Stonewall Jackson Encounters the Texas Brigade
I never thought of
Stephen Lang Stonewall Jackson as a particularly funny guy, but perhaps I misjudged him. Here’s an anecdote of his encounter with soldiers of the Texas Brigade about the time of the Valley Campaign in the spring of 1862:
We were all ignorant then about discipline in the army and thought that we had a right to know as much as the officers. But we soon found out differently. [Division commander] Gen. [William H.C.] Whiting was an old army officer, and a good one, and he said to Gen. Hood, that he had no doubt but what those Texas men would make good soldiers, “but you will have a hard time getting them down to army regulations.” Gen. Jackson was a good hand to execute and keep his own counsel, and about the first thing that he did was to give us to understand that we must know nothing but obey orders and if any citizen on the march should ask you where you are going, tell them that you “don’t know.” The next day he came along and noticed one of our men leave ranks for a cherry tree.
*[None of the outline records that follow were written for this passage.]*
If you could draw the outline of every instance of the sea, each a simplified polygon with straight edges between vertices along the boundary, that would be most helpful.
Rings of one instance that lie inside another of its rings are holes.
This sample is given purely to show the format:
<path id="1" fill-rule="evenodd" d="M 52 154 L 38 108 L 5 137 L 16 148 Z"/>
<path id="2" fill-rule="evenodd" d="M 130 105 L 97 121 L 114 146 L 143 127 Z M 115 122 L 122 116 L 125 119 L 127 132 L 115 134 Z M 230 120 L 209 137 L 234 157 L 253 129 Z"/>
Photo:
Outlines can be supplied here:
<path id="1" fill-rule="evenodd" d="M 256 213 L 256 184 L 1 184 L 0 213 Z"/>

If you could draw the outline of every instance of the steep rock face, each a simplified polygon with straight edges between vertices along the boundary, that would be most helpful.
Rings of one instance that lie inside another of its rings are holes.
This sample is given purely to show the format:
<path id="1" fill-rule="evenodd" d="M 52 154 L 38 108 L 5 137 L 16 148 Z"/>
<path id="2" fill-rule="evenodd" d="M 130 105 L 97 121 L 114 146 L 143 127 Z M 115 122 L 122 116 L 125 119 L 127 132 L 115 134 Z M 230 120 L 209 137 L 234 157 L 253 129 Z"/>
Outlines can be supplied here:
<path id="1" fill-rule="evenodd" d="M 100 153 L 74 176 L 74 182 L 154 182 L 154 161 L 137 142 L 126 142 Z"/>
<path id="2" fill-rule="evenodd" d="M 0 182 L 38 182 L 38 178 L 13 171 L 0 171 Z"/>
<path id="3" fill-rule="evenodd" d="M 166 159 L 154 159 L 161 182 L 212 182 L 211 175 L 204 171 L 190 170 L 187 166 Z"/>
Cherries were getting ripe. “Where are you going?” asked the General. “I don’t know, sir.” “What Regiment do you belong to?” “I don’t know sir.” “What do you know?” “I know that Gen. Jackson said that we must not know anything till after the fight was over.” “Is that all you know?” “I know that I want to go to that cherry tree.” “Well, go on.” _____________ The next day, he came along and one of our men said to him: “General, where are we going?” He turned around and looked at him a few minutes and said: “Are you a good hand to keep a secret?” “Yes, sir.” “Well, so am I,” and he rode on.
As told by former Private James M. Polk, Co. I, 4th Texas Infantry.